Keith ne réponds pas il baisse les yeux quelques secondes au sol avant de secouer la tête négativement.  Hiro vient alors se poser sur son épaule de Keith avant que ce dernier ne se dirige vers sa chambre pour sortir des vêtements propres à se mettre sur le dos. Il ouvre la porte de son armoire en bois il sort un tee shirt flash, un jean et un gilet noir. C’est au bout de seulement quelques minutes qu’il sort de sa chambre, enfile ses converses en toiles noire et qu’il claque la porte de son appartement pour descendre les escaliers. Hiro est toujours sur l’épaule du brun, ce n’est qu’une fois dehors que le corbeau prend son envole, il vole tellement loin et tellement haut que le jeune homme finit par le perdre des yeux. Il prendre une grande inspiration tout en fermant les yeux, une bonne bouffé d’air voilà ce qui lui fait du bien.  Il marche doucement revoyant peu à peu la silhouette d’Hiro. Il esquisse un sourire à la fois heureux et rassuré. Depuis qu’il est née Keith n’a toujours eu qu’Hiro, même s’il le sait que leur lien est incassable il a peur qu’un jour lui aussi s’en aille, qu’il s’envole sans jamais revenir.  C’est une fois arrivé devant la bibliothèque qu’il demande par la pensée à Hiro de revenir. Chose que l’oiseau fait immédiatement. Ils entrent tout les deux sans problème dans le bâtiment, la réceptionniste les salue chaleureusement, Keith se contente de lui répondre avec d’un signe timide de la main avant de s’enfoncer un peu plus dans la bibliothèque.

Il met à peine quelques secondes à trouver l’objet de ses convoitises, un livre sur les dieux japonais aussi appelé Kami. Il esquisse un sourire et se dirige vers une table pour commencer quelques dessins avec les traits de ses dieux qui le fascinent tant.  Il se lance alors dans ses croquis sous le regard attentif d’Hiro ce n’est que quelques minutes plus tard que le corbeau se montre agressif et commence à s’exciter.

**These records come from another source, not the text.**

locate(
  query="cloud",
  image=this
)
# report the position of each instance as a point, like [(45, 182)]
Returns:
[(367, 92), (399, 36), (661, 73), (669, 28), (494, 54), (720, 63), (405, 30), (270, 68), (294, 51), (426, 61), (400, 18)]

Keith relève alors la tête et remarque Atriom, le jeune brun était venue le saluer, c’est à ce moment que des souvenirs aussi pénibles que douloureux lui revienne en mémoire. Il esquisse un léger sourire et lui réponds d’une voix assez timide.

«  Je vais bien, merci, et toi comment vas-tu ? »


Il passe sa main doucement sur le pelage de son ami pour l’inciter à se calmer, que tout vas bien et qu’il n’est pas une menace.  Il ne sait pas beaucoup de choses sur Atriom, il se doute seulement qu’il devait avoir un grave problème de santé pour avoir était hospitaliser, mais voilà il n’a jamais eu le courage de lui demander par peur que ce dernier lui retourne la  question.